I don't think it's fully hit me yet, I don't think it will until I finally let them go and I come home and they are not here to greet me, or I go to sleep and they are not on the bed with me, or sitting by the window looking out, or playing with each other loudly. 

I really am truly devastated and feel so much grief and sadness. I still feel a lot of regret, guilt and even indecision at times. It really is one of the hardest things I've ever had to do. And I think I will feel even more when I have to bring them to Toronto and drop them to the foster, come home and not have them here. I honestly don't know how I am going to cope. We have been together, so close, every day for 5 years (they will have their 5th birthday on November 17th). 

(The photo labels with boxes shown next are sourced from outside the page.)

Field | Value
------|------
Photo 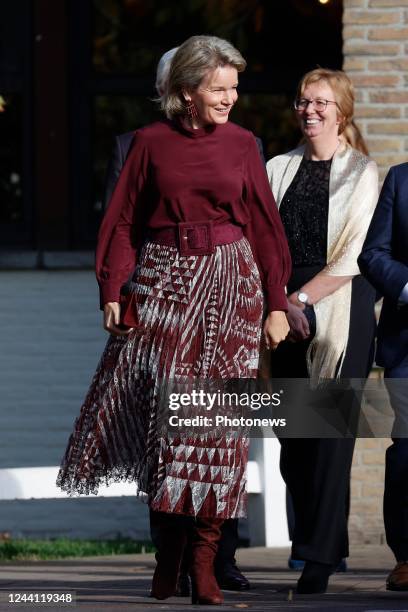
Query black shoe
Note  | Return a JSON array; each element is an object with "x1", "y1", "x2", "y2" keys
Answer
[
  {"x1": 288, "y1": 557, "x2": 347, "y2": 573},
  {"x1": 215, "y1": 563, "x2": 251, "y2": 591},
  {"x1": 296, "y1": 561, "x2": 337, "y2": 595},
  {"x1": 174, "y1": 570, "x2": 190, "y2": 597}
]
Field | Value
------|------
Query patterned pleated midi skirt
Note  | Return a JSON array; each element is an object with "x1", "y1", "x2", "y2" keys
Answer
[{"x1": 57, "y1": 238, "x2": 263, "y2": 519}]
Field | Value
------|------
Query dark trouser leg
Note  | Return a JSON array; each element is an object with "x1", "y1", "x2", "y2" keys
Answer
[
  {"x1": 280, "y1": 438, "x2": 354, "y2": 565},
  {"x1": 215, "y1": 519, "x2": 238, "y2": 572},
  {"x1": 150, "y1": 510, "x2": 192, "y2": 599},
  {"x1": 384, "y1": 356, "x2": 408, "y2": 561}
]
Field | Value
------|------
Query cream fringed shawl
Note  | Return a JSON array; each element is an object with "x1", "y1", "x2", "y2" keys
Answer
[{"x1": 267, "y1": 142, "x2": 378, "y2": 386}]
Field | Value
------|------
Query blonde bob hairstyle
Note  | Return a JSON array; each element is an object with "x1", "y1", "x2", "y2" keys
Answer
[
  {"x1": 296, "y1": 68, "x2": 354, "y2": 134},
  {"x1": 159, "y1": 36, "x2": 246, "y2": 119}
]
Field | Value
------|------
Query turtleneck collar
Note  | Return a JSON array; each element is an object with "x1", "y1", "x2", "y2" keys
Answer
[{"x1": 173, "y1": 116, "x2": 219, "y2": 138}]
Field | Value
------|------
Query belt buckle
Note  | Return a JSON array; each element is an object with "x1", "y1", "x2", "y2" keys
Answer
[{"x1": 178, "y1": 221, "x2": 214, "y2": 255}]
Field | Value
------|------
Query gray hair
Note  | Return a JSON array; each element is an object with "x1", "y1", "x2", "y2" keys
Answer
[
  {"x1": 155, "y1": 47, "x2": 178, "y2": 96},
  {"x1": 160, "y1": 36, "x2": 246, "y2": 119}
]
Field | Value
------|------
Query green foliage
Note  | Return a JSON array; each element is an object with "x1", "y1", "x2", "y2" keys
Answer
[{"x1": 0, "y1": 538, "x2": 155, "y2": 561}]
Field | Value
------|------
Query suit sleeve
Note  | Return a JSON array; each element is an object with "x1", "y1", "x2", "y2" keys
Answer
[
  {"x1": 244, "y1": 137, "x2": 291, "y2": 312},
  {"x1": 96, "y1": 132, "x2": 149, "y2": 308},
  {"x1": 358, "y1": 168, "x2": 408, "y2": 302}
]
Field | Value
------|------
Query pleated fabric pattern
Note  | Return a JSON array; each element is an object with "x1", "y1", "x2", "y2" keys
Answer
[{"x1": 57, "y1": 238, "x2": 263, "y2": 518}]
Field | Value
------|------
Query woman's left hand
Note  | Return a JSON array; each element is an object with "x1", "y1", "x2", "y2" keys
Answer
[{"x1": 264, "y1": 310, "x2": 290, "y2": 350}]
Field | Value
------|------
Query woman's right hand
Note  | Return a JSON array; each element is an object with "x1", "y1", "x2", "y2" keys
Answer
[
  {"x1": 103, "y1": 302, "x2": 132, "y2": 336},
  {"x1": 286, "y1": 302, "x2": 310, "y2": 342}
]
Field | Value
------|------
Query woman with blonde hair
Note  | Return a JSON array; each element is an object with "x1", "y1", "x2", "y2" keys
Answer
[
  {"x1": 58, "y1": 36, "x2": 290, "y2": 604},
  {"x1": 267, "y1": 68, "x2": 378, "y2": 593}
]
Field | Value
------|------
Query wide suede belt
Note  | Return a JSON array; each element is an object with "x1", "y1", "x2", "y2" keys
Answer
[{"x1": 149, "y1": 221, "x2": 243, "y2": 255}]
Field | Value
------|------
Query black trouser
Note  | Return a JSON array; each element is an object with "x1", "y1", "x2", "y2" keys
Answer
[
  {"x1": 384, "y1": 355, "x2": 408, "y2": 561},
  {"x1": 271, "y1": 270, "x2": 375, "y2": 565},
  {"x1": 280, "y1": 438, "x2": 355, "y2": 565}
]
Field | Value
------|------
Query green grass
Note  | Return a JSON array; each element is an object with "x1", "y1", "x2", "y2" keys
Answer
[{"x1": 0, "y1": 538, "x2": 155, "y2": 561}]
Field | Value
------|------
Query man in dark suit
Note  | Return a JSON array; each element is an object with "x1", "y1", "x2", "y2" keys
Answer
[
  {"x1": 358, "y1": 163, "x2": 408, "y2": 591},
  {"x1": 103, "y1": 48, "x2": 265, "y2": 594}
]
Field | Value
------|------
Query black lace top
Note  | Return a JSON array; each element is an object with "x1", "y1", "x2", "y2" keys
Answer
[{"x1": 279, "y1": 158, "x2": 331, "y2": 267}]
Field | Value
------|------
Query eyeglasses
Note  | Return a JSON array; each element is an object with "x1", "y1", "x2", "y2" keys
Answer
[{"x1": 294, "y1": 98, "x2": 337, "y2": 112}]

At the same time, I feel it is necessary based on the current circumstances and will (I hope and pray) be best for them in the long run. I worry and fear that they will be scared, confused and also mourn and grieve the loss of me considering we have been so close, especially Qi. I'm worried that they will think I left them but I don't think they have the consciousness or ability to even think those things but they may be confused or scared for a bit...

The rescue volunteer said cats are amazing at adapting and are very resilient. And often times, humans think want to believe that their cats will miss them but they usually adapt pretty well. So I am really hoping I am just projecting onto them and they will be able to (Qi especially) live a happy and healthy life without me. I also hope and pray their behavioral issues are addressed and they are adopted to a home that is good for them. I know that adult black cats may not be adopted as much as other kinds...

I'm just so grateful for an organization like TCR that has really come through for us in this time of need. 

Thank you for your support along the way and for reading.